Samba: Semantic Segmentation of Remotely Sensed Images with State Space Model

Qinfeng Zhu,Yuanzhi Cai,Yuan Fang,Yihan Yang,Cheng Chen,Lei Fan,Anh Nguyen
2024-04-11
Abstract:High-resolution remotely sensed images pose a challenge for commonly used semantic segmentation methods such as Convolutional Neural Network (CNN) and Vision Transformer (ViT). CNN-based methods struggle with handling such high-resolution images due to their limited receptive field, while ViT faces challenges in handling long sequences. Inspired by Mamba, which adopts a State Space Model (SSM) to efficiently capture global semantic information, we propose a semantic segmentation framework for high-resolution remotely sensed images, named Samba. Samba utilizes an encoder-decoder architecture, with Samba blocks serving as the encoder for efficient multi-level semantic information extraction, and UperNet functioning as the decoder. We evaluate Samba on the LoveDA, ISPRS Vaihingen, and ISPRS Potsdam datasets, comparing its performance against top-performing CNN and ViT methods. The results reveal that Samba achieved unparalleled performance on commonly used remote sensing datasets for semantic segmentation. Our proposed Samba demonstrates for the first time the effectiveness of SSM in semantic segmentation of remotely sensed images, setting a new benchmark in performance for Mamba-based techniques in this specific application. The source code and baseline implementations are available at
Computer Vision and Pattern Recognition
What problem does this paper attempt to address?
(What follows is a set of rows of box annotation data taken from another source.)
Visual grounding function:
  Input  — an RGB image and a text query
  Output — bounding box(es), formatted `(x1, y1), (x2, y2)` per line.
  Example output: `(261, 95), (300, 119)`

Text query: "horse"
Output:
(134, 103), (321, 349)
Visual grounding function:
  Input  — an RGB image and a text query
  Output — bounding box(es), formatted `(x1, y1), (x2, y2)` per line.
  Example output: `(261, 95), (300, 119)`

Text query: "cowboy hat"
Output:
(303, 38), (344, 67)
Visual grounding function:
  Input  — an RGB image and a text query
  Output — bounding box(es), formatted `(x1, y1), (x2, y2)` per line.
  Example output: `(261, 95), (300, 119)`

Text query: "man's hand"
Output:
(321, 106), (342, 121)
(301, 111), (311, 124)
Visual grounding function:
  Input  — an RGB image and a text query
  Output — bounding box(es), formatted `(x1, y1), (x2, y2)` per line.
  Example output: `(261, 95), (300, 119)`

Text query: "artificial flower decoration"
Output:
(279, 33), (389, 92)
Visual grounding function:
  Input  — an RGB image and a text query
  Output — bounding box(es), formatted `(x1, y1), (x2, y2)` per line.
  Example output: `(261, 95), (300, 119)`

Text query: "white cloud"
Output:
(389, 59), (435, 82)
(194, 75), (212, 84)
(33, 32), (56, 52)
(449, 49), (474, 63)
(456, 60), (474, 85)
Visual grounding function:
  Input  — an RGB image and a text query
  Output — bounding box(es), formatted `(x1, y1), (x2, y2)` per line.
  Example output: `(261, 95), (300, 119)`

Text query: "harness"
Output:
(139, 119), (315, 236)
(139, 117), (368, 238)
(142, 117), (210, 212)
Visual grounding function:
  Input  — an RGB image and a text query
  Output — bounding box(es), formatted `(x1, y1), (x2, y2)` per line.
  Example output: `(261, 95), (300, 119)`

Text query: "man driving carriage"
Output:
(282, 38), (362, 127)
This paper attempts to address the problem of semantic segmentation of high-resolution remote sensing images. Specifically: 1. **Limitations of existing methods**: - Methods based on Convolutional Neural Networks (CNN) are limited by their finite receptive field when processing high-resolution images. - Methods based on Vision Transformers (ViT) have a global attention mechanism but face exponentially increasing computational complexity when handling long sequences and require a large amount of training data. 2. **Proposed new method**: - The paper proposes a semantic segmentation framework named Samba, which utilizes the State Space Model (SSM) to efficiently capture global semantic information. - Samba adopts an encoder-decoder architecture, where the encoder part consists of Samba blocks, and the decoder uses UperNet. 3. **Experimental results**: - On several commonly used remote sensing image datasets (such as LoveDA, ISPRS Vaihingen, and ISPRS Potsdam), Samba significantly outperforms existing CNN and ViT methods, achieving the best performance in terms of mIoU metric. - Especially on the LoveDA dataset, Samba outperforms the best ViT method (Segformer) by 3.95% and the best CNN method (ConvNeXt) by 10.3%. 4. **Main contributions**: - For the first time, the Mamba architecture is applied to the task of semantic segmentation of remote sensing images. - Demonstrates the great potential of the Mamba architecture as a backbone network for remote sensing image semantic segmentation. - Establishes new performance benchmarks and provides directions for future research.